Tout en expliquant sa position, Ripple a fait valoir que « En alléguant que les distributions de XRP de Ripple sont des contrats d’investissement tout en maintenant que Bitcoin et Ether ne sont pas des valeurs mobilières, la Commission choisit des gagnants et des perdants en matière de devises virtuelles, détruisant ainsi l’innovation basée aux États-Unis et favorable aux consommateurs ».

La nature décentralisée de Bitcoin (BTC) et de l’Ether (ETH) a sauvé ces crypto-monnaies de la mise en application de la SEC. Cependant, l’association de XRP avec Ripple a souvent suscité des critiques pour sa nature hautement centralisée.

En outre, contrairement à ses homologues basés sur la blockchain, le grand livre de XRP ne récompense pas les participants pour la validation des transactions avec des pièces et empêche donc la génération de XRP par le mining. Cela signifie qu’une offre limitée de XRP a été initialement créée, dont environ la moitié est maintenue sur un compte séquestre et libérée périodiquement par Ripple. La question se pose alors de savoir si le XRP est un titre et s’il est soumis aux réglementations de la SEC.

La SEC a l’autorité réglementaire principale sur l’émission et la revente de tout jeton ou bien numérique qui constitue une valeur mobilière. Dans la célèbre affaire SEC contre Howey, la Cour suprême a établi quatre critères majeurs pour déterminer si un actif est un titre.

Le premier élément du test Howey est qu’il doit y avoir un investissement d’argent. Le deuxième critère implique une attente de profit de l’investissement. Le troisième stipule qu’il doit y avoir un investissement d’argent dans une entreprise commune et le dernier critère est qu’une entreprise doit tirer un profit soit du promoteur soit d’un tiers. Ripple soutient qu’il a déjà établi que le XRP ne répond pas à ces critères et ne peut donc pas être considéré comme un titre.

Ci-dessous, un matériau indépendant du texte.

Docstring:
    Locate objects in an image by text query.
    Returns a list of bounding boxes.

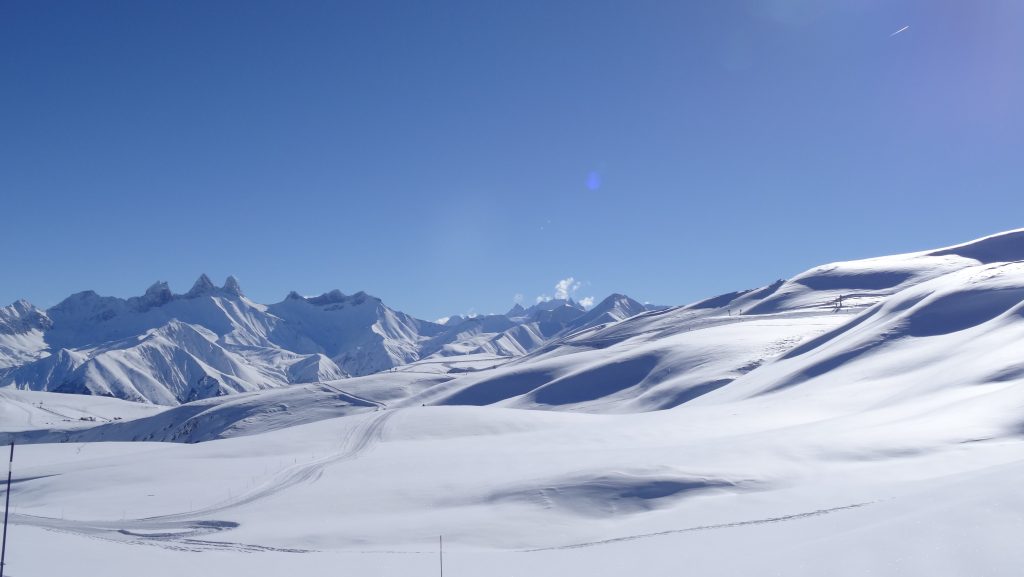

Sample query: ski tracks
[10,410,398,552]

« Cette plainte est erronée sur le plan juridique. D’autres branches importantes du gouvernement américain, y compris le département de la justice et le FinCen du département du Trésor, ont déjà déterminé que le XRP est une monnaie. Les transactions sur le XRP ne relèvent donc pas du champ d’application des lois fédérales sur les valeurs mobilières. Ce n’est pas la première fois que la SEC tente d’aller au-delà de son autorité statutaire », a expliqué l’avocat externe de Ripple.

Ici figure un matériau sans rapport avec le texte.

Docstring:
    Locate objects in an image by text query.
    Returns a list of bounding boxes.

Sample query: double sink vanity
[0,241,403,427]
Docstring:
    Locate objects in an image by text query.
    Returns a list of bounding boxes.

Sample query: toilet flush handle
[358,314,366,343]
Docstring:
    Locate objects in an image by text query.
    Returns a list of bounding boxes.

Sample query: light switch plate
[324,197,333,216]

Des arguments sur le test de Howey ont été vus récemment lorsque la SEC a gagné son procès contre Kik Interactive pour avoir mené une ICO prétendument illégale en 2017. Le principal problème avec la position de Kik était qu’elle avait fait de la publicité pour ses jetons KIN comme des titres lors de la prévente initiale. Cependant, dans cette affaire, bien que le tribunal ait statué en faveur de la SEC, Kik a par la suite réglé l’affaire après avoir accepté de payer une pénalité de 5 millions de dollars à la SEC et continue à opérer.

Malgré les déclarations de Garlinghouse selon lesquelles Ripple continuerait à prospérer même avec le XRP qualifié de valeur mobilière, la société a récemment prétendu chercher un nouveau siège en dehors des États-Unis en invoquant un manque de clarté réglementaire.